Rising oil prices and forecasts showing the Eurozone economy shrinking this year weakened European stock markets on Thursday and pulled the single currency back from 10-week highs.
The FTSEurofirst 300 index of top European shares was down 0.1 per cent at 1076.50, while the MSCI world equity index was about 0.1 per cent higher at 329.55.
More upbeat data from Germany had given shares a boost in early trade and US stock futures still pointed to a firmer open, with attention focused on data expected to show a slight rise in US weekly jobless claims.
However, the European Commission's half-yearly forecast showed output in the 17 nations sharing the euro will contract by 0.3 per cent and the broader EU bloc stagnate, putting markets back in negative territory.
With Germany back to growth, weaker countries can benefit from increased demand for imports and should also return to some expansion later this year. However, ongoing austerity will continue to hold back economic growth," said Christian Schulz, an economist at Berenberg Bank in London.
Investors are still struggling to put aside concerns about Greece and the conviction that a long-awaited second bailout agreed on Monday does not mark the end of Athens' or the broader Eurozone's debt crisis.

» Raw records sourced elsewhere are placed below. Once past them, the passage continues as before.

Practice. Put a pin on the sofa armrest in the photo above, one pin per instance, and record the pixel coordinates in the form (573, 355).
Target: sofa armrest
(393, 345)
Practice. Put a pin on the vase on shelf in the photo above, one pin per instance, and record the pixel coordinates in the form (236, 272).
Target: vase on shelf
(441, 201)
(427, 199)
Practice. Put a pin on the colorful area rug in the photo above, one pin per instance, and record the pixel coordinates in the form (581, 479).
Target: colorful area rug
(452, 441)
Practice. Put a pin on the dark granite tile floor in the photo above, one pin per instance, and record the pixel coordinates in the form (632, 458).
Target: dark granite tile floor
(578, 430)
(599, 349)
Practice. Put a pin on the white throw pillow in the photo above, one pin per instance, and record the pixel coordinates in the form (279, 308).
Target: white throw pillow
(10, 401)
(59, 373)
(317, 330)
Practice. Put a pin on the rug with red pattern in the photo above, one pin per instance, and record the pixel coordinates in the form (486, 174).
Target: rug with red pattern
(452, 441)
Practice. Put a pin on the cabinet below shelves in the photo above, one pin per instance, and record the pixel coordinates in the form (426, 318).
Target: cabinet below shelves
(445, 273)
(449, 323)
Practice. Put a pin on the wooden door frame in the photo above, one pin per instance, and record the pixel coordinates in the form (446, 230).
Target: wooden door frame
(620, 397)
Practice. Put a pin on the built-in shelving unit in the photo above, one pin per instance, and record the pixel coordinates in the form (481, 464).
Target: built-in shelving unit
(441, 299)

The lack of growth makes it harder for governments to meet budget targets and reduce the levels of debt which have so unnerved markets.
Still, the euro was up 0.4 per cent at $1.3294, after hitting an earlier high of $1.3343 on the back of the German Ifo survey of business, which rose for a fourth month and was its strongest since mid-December.

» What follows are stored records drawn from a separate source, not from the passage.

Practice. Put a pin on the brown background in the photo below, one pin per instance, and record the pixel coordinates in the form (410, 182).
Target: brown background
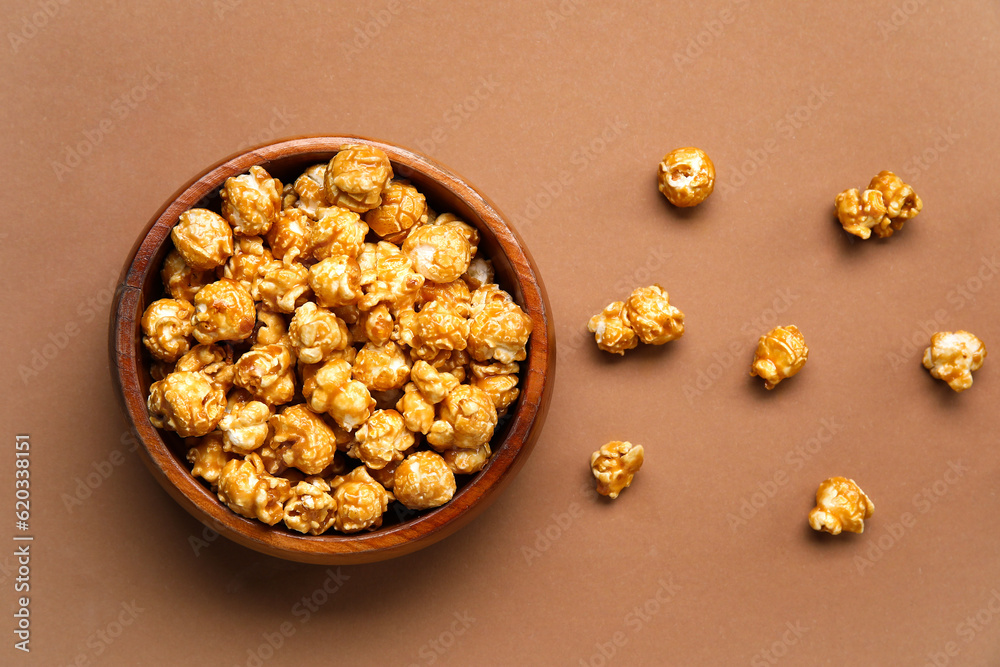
(560, 113)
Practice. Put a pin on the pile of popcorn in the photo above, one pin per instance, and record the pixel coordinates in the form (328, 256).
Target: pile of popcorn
(331, 346)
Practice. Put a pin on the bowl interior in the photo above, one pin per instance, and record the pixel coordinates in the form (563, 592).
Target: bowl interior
(403, 530)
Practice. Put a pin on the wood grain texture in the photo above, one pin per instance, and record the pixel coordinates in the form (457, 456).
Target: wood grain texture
(515, 271)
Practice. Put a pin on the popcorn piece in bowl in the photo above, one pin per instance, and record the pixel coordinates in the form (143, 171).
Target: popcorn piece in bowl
(316, 333)
(187, 403)
(207, 457)
(250, 491)
(953, 356)
(466, 420)
(686, 176)
(311, 509)
(781, 353)
(167, 329)
(356, 177)
(361, 501)
(612, 330)
(180, 280)
(202, 238)
(223, 310)
(338, 231)
(290, 236)
(214, 361)
(499, 328)
(251, 202)
(302, 439)
(402, 208)
(614, 465)
(840, 505)
(336, 281)
(423, 480)
(440, 253)
(382, 439)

While the US economy has been showing encouraging signs, growth momentum in Asia is slowing and economists worry that rising oil prices, linked to growing tension with Iran, will undermine efforts to put global growth on a stronger footing.
Oil prices, which soak up cash from both household and company budgets, rose to nine-month highs just over $124 a barrel. Because of weakness against the dollar, when converted into euros that represents an all time high of €93.60 a barrel.
"The negative impact [of the rising price of oil] is likely to be even greater on European economies because of domestic currency weakness," Lee Hardman currency economist of Bank of Tokyo-Mitsubishi UFJ.
"The price of Brent crude oil priced in euros... will provide another building headwind to growth in the region."
US crude futures for April were 15 cents firmer at $106.43 after climbing to a nine-month high of $106.28 a barrel the previous day. Brent crude for April delivery was up $1.27 at $124.17.
The doubts about the ability of Greece to implement the tough austerity measures needed to qualify for a €130-billion (Dh631 billion) bailout package and avoid defaulting on its debt continued to weigh on debt markets.
The Greek parliament was expected to endorse a debt swap with private bondholders later in the day that forms the core of the bailout package, despite new protests against tough budget cuts demanded in return for the rescue deal.
German government bond futures were 24 ticks higher at 138.77 in nervous trading, while 10-year cash yields were slightly higher just over 1.90 per cent.
Asian stocks declined as sales of previously owned homes in the US trailed estimates and on speculation China's Premier Wen Jiabao will lower the target for economic growth this year.
Datang International Power Generation Co., a mainland utility, slid 1 per cent in Hong Kong. Samsung Electronics Co. dropped 3.1 per cent in Seoul, leading technology stocks lower after Hewlett-Packard Co. forecast profit that missed estimates.
Mazda Motor Corp. sank 6.8 per cent after Japan's least profitable major carmaker said it plans to sell as much as 162.8 billion yen ($2 billion, Dh7.3 billion) in new shares.
The MSCI Asia Pacific Index fell 0.2 per cent to 127.61 in Tokyo. The gauge has rallied the past nine weeks, extending its longest streak of advances since December 2005, on signs the US economy is improving, bets China will ease monetary policy and optimism Europe will contain its debt crisis. Shares on the index trade at 14.7 times estimated earnings, up from 12.6 times on December 16, when the rally began.
"We're seeing a bit of profit-taking as investors are looking for the next catalysts," said Angus Gluskie, who oversees about $350 million as managing director at White Funds Management in Sydney.
"Investors are very sceptical about whether a recovery can proceed without another hurdle jumping up again. The austerity measures running through Europe are likely to take the edge off growth."
Japan's Nikkei 225 Stock Average rose 0.4 per cent. A gauge of smaller companies on the Tokyo bourse's second section rose for a 28th straight day, the longest stretch of gains since 1961. NIS Group Co., a consumer lender, rose the most in the measure, advancing 50 per cent to 6 yen.
South Korea's Kospi Index dropped 1 per cent and Australia's S&P/ASX 200 Index slipped 0.2 per cent. China's Shanghai Composite Index rose 0.3 per cent. Hong Kong's Hang Seng Index slumped 0.8 per cent as property and financial stocks declined.